3. Maintaining Key Order
Unlike objects, Maps preserve insertion order, which can be crucial for certain applications:
const orderedMap = new Map<number, string>();
// Insertion order is preserved regardless of key values
orderedMap.set(5, 'five');
orderedMap.set(1, 'one');
orderedMap.set(3, 'three');
This predictable iteration order makes Maps ideal for implementing ordered caches, recent items lists, or any feature requiring stable iteration order.
Advanced Usage
Maps are useful for advanced tasks like storing metadata, caching, or memoization. They also work with non-string keys, such as objects or functions.
Using Non-String Keys
Maps allow keys of any data type, offering more flexibility than objects.
const objKey = { id: 1 };
const map = new Map<object, string>([[objKey, 'objectKey']]);
console.log(map.get(objKey)); // Output: objectKey
This capability is invaluable when implementing data structures like caches or when Convex custom filters require keying by complex objects.
Comparing Map Entries
Unlike objects, Maps let you directly compare keys and values of any type.

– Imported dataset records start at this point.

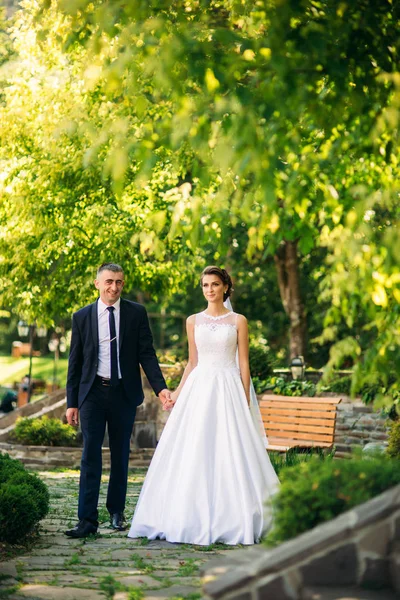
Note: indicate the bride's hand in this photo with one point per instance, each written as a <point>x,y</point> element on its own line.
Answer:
<point>169,404</point>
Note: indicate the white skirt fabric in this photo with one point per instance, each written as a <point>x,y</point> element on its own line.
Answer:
<point>210,478</point>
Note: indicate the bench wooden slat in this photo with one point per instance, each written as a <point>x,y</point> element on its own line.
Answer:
<point>283,444</point>
<point>295,412</point>
<point>298,421</point>
<point>318,437</point>
<point>317,407</point>
<point>285,421</point>
<point>299,399</point>
<point>295,427</point>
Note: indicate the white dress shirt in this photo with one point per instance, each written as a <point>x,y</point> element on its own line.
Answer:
<point>104,363</point>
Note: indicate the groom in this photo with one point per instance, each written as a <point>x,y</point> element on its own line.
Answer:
<point>111,338</point>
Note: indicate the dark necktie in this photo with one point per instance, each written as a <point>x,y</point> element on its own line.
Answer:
<point>113,346</point>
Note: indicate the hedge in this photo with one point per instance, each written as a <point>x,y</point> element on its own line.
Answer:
<point>24,500</point>
<point>316,491</point>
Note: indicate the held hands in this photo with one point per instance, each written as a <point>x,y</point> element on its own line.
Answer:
<point>168,399</point>
<point>72,415</point>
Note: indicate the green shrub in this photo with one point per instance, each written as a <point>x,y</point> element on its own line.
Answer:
<point>39,491</point>
<point>316,491</point>
<point>44,432</point>
<point>24,500</point>
<point>393,448</point>
<point>261,365</point>
<point>340,385</point>
<point>9,466</point>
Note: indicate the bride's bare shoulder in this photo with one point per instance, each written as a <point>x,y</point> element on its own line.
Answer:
<point>241,319</point>
<point>191,320</point>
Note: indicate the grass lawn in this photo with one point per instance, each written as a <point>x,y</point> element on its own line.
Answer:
<point>13,369</point>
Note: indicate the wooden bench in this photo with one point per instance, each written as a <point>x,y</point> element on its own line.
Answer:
<point>298,421</point>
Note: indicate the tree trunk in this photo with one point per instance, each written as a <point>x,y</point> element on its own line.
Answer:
<point>287,265</point>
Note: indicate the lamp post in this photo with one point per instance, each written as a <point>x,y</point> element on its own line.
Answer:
<point>56,345</point>
<point>25,330</point>
<point>297,367</point>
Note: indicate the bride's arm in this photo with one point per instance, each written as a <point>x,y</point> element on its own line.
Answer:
<point>243,352</point>
<point>192,362</point>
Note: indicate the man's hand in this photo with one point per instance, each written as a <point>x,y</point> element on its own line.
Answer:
<point>72,415</point>
<point>166,399</point>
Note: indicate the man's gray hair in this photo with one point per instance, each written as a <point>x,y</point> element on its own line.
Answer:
<point>109,267</point>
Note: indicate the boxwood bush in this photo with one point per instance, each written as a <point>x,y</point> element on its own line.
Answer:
<point>316,491</point>
<point>44,432</point>
<point>393,448</point>
<point>24,500</point>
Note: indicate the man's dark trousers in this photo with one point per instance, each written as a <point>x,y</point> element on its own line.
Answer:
<point>104,404</point>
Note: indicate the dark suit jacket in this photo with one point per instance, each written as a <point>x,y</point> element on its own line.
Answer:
<point>135,348</point>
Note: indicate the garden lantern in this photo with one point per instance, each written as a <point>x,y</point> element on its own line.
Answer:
<point>297,366</point>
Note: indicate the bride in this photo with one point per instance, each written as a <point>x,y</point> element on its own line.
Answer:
<point>210,478</point>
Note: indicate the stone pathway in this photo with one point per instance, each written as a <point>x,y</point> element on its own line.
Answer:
<point>108,565</point>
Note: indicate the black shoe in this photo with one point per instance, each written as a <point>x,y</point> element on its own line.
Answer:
<point>117,521</point>
<point>82,529</point>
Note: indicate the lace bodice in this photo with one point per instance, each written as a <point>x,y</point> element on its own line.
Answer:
<point>216,340</point>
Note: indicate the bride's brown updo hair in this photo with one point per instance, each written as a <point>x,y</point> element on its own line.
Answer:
<point>224,277</point>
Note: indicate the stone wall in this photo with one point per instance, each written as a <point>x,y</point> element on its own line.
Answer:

const map1 = new Map<string, number>([['apple', 1]]);
const map2 = new Map<string, number>([['apple', 1]]);
console.log(map1.get('apple') === map2.get('apple')); // Output: true
This simplifies equality checks in array operations and filtering logic.
Converting Maps to Other Data Structures
Maps can be turned into arrays or objects using Array.from() or spreading into a new object.
const map = new Map<string, number>([['apple', 1], ['banana', 2]]);
// To array of entries
const array = Array.from(map);
// To plain object
const obj = Object.fromEntries(map);
These conversions are especially useful when integrating with APIs or when working with Convex functions that expect different data formats.
Final Thoughts on TypeScript Maps
TypeScript Maps give you non-string keys, guaranteed iteration order, and better performance for frequent additions and deletions. They're your best choice when you need flexible key-value storage that goes beyond object limitations.
Use the patterns from this guide to build applications that are both type-safe and performant. Whether you're implementing a TTL cache, tracking API states, or building complex data structures, Maps provide the reliability and flexibility modern TypeScript applications demand.